"They Don't Like You"

Tim Couch can pick up the subtle clues, such as the hand gestures and things thown at him, and has concluded that Steeler fans don't like the Browns. But there's more than rivalry at stake for the Steelers on Sunday: a loss could wipe out their season early.

PITTSBURGH - There's been a lot of talk this week about the rivalry aspect of Sunday's AFC North Division game between the Browns and Steelers.

The game has taken on added significance because it marks the 100th meeting between the two. The Browns hold a 54-45 advantage. Cleveland was 35-15 in the first 50 games, but Pittsburgh has turned the tables and posted a 30-19 advantage in the next 49 games.

The players are well aware of the importance of the game to both cities. They notice it even more when they go on the road.

"As soon as the busses pull up to the stadium, you can tell in the fans' eyes that they don't like you," Browns quarterback Tim Couch said. "They're flipping you off and throwing things at you. You can tell you're not their favorite team."

Browns coach Butch Davis developed an appreciation for NFL rivalries during his days as an assistant with the Dallas Cowboys. He'd eventually like to bridge a gap that seems to exists between today's players and those of decades gone by.
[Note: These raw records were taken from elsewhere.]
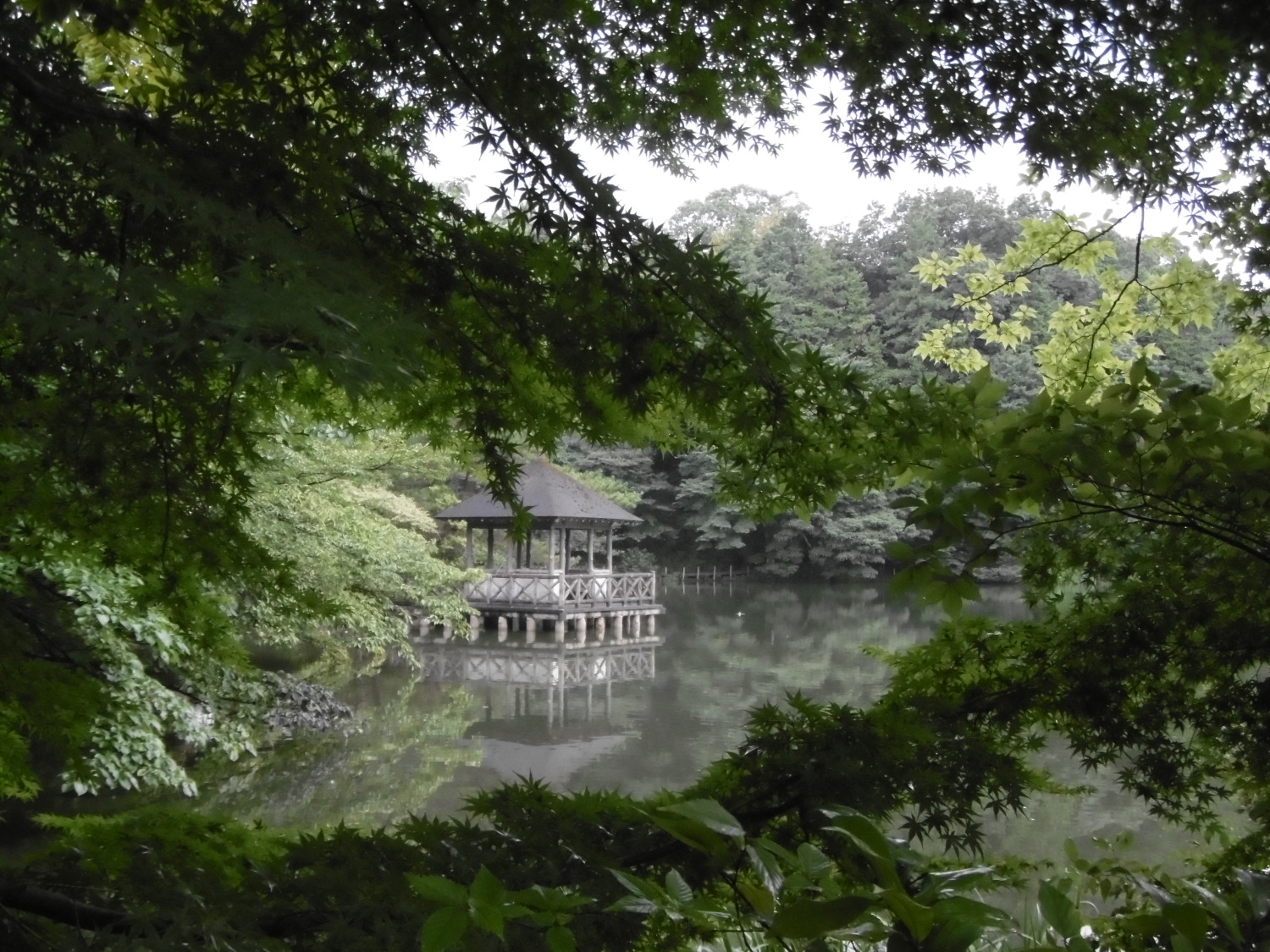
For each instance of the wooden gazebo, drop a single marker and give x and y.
(551, 576)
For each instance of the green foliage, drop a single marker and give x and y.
(357, 553)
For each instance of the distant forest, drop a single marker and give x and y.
(850, 292)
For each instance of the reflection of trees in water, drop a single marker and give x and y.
(411, 741)
(726, 652)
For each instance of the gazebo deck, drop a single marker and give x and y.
(543, 593)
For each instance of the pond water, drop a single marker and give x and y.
(423, 746)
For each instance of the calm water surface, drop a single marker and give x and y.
(423, 746)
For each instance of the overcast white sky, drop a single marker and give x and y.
(809, 165)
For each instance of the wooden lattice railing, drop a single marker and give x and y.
(564, 591)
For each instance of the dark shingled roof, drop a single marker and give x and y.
(548, 493)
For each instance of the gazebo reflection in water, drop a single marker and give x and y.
(550, 616)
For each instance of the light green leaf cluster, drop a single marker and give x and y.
(361, 556)
(114, 729)
(1086, 347)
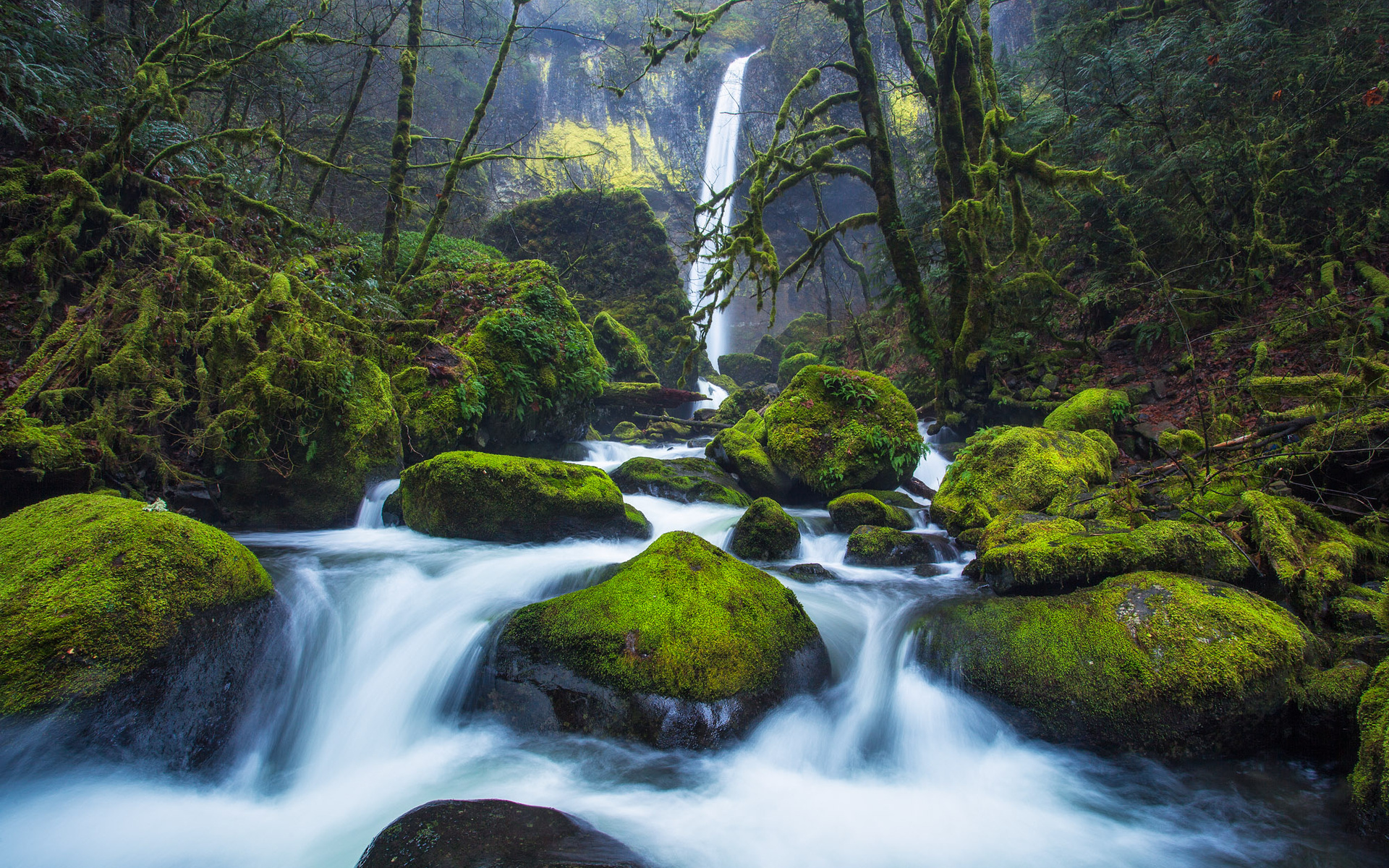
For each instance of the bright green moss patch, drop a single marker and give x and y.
(684, 618)
(833, 430)
(93, 587)
(1147, 661)
(848, 511)
(682, 480)
(1100, 409)
(1055, 555)
(1005, 469)
(765, 532)
(509, 499)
"Harvey Martin one time broke down in tears in front of our defense in 1990, talking about how much he hated the Washington Redskins," Davis said. "I don't know if I ever saw anyone hate one particular thing more than he hated the Redskins. I'd love for Clay Matthews to come in here and tell these guys what it was like to play Pittsburgh. Hopefully, we can get some of that stuff back."
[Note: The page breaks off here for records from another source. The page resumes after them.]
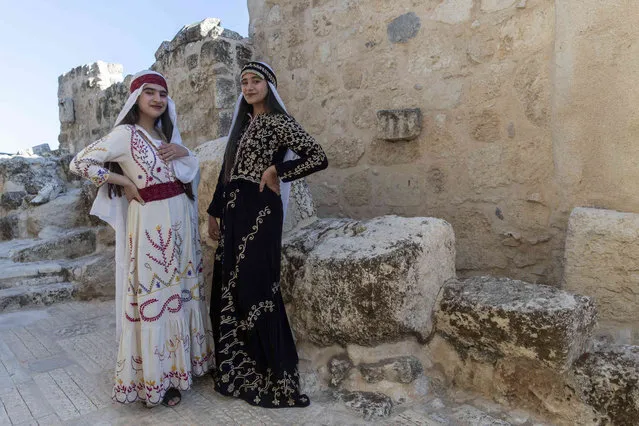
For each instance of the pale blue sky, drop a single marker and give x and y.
(42, 39)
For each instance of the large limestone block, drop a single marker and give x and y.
(70, 245)
(602, 259)
(499, 317)
(609, 381)
(366, 282)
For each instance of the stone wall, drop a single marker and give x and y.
(601, 261)
(89, 100)
(499, 116)
(201, 65)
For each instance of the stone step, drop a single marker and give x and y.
(498, 317)
(37, 295)
(30, 274)
(69, 245)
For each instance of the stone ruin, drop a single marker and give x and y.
(383, 313)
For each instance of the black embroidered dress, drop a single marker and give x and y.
(254, 348)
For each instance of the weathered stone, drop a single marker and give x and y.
(95, 276)
(192, 61)
(609, 381)
(242, 55)
(68, 246)
(399, 370)
(217, 50)
(301, 208)
(12, 200)
(366, 282)
(494, 5)
(224, 124)
(225, 95)
(65, 111)
(370, 404)
(75, 203)
(601, 261)
(486, 126)
(48, 192)
(231, 35)
(469, 415)
(357, 188)
(9, 227)
(163, 49)
(344, 152)
(397, 125)
(41, 149)
(17, 297)
(403, 28)
(339, 367)
(499, 317)
(196, 32)
(453, 11)
(30, 174)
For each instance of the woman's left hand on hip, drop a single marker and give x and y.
(172, 151)
(270, 179)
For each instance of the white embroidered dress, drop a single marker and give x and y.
(166, 331)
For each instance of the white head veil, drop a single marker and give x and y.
(253, 67)
(114, 210)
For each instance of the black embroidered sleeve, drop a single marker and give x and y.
(312, 157)
(216, 206)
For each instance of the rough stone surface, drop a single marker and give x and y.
(462, 61)
(90, 98)
(403, 28)
(47, 383)
(398, 125)
(29, 174)
(399, 370)
(42, 149)
(94, 276)
(498, 317)
(201, 65)
(66, 112)
(14, 298)
(366, 282)
(339, 366)
(609, 381)
(601, 261)
(48, 192)
(8, 227)
(70, 246)
(371, 405)
(12, 200)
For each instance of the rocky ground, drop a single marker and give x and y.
(56, 365)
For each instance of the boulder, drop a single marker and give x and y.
(94, 276)
(366, 282)
(403, 369)
(609, 381)
(498, 317)
(11, 200)
(370, 404)
(338, 367)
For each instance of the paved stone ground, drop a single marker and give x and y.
(56, 366)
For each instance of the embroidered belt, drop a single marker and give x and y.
(161, 191)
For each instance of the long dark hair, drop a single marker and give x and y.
(272, 106)
(166, 125)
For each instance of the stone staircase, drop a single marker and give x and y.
(41, 271)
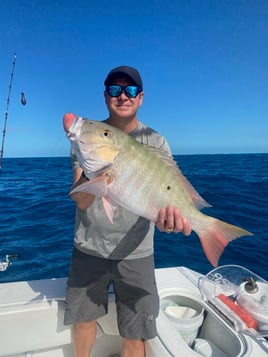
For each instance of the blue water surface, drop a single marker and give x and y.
(37, 214)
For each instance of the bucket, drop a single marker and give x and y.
(186, 315)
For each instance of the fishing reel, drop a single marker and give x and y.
(6, 263)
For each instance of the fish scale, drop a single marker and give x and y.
(143, 180)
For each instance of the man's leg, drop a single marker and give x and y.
(133, 348)
(84, 338)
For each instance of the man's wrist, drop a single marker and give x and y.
(84, 176)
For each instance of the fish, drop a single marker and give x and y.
(142, 179)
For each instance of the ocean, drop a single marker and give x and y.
(37, 214)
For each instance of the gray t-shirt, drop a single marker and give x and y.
(130, 236)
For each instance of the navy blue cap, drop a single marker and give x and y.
(124, 71)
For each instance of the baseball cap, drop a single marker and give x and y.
(130, 72)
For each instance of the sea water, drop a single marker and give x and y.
(37, 214)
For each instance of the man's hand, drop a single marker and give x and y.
(170, 220)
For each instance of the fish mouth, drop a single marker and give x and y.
(74, 130)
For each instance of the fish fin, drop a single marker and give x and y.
(97, 187)
(216, 237)
(197, 200)
(109, 208)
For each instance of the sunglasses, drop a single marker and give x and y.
(130, 91)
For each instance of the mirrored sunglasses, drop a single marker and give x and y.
(130, 91)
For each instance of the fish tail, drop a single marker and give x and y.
(216, 237)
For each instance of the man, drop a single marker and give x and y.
(120, 253)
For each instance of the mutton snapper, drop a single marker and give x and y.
(143, 180)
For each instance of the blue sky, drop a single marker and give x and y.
(204, 65)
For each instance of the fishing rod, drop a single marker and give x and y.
(7, 262)
(6, 113)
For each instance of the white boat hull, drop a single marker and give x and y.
(31, 323)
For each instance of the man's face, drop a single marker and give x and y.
(122, 106)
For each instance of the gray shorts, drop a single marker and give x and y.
(134, 285)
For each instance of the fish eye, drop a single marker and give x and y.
(106, 133)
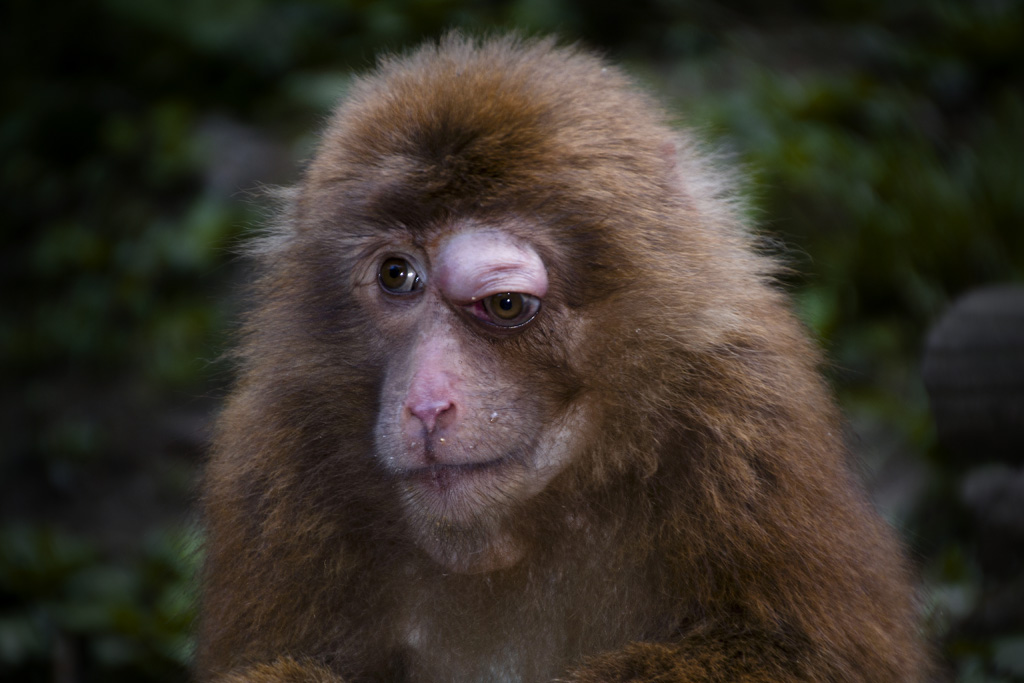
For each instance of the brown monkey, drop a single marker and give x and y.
(520, 402)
Today's game is vitally important for the 0-2 Steelers. Not many teams bounce back from an 0-3 start to make the playoffs.

The Steelers are taking a must-win approach.

"The biggest key for us is to try to get in our minds' eyes in preseason and training camp to don't believe in the papers," Pittsburgh safety Lee Flowers said. "You have to treat this year just like every year. Don't get too enamored with all the media hype.

"We've had so much hype that we're this and we're that. Now we're sitting here at 0-2, and now what? We're still getting paid. If it's time for us to give up, maybe Mr. Rooney (Steelers owner Dan Rooney) should quit paying us."

The Browns are thinking about going for the kill.

"If we win this game, we're going to go up three games on Pittsburgh," Couch said. "That's going to be a huge step for this team. Especially at Pittsburgh, which is a tough environment, it would be a huge win for us."

One thing for sure is that Davis isn't looking past the Steelers.

"Nobody in this building believes that that's an 0-2 football team," Davis said. "You look at the way they play. Their schemes and the talent they have. They caught two talented teams early in the year. In one of them, they (the Steelers) were on the threshold of winning the game, but a turnover kept them from winning the game. It will be a heck of a challenge."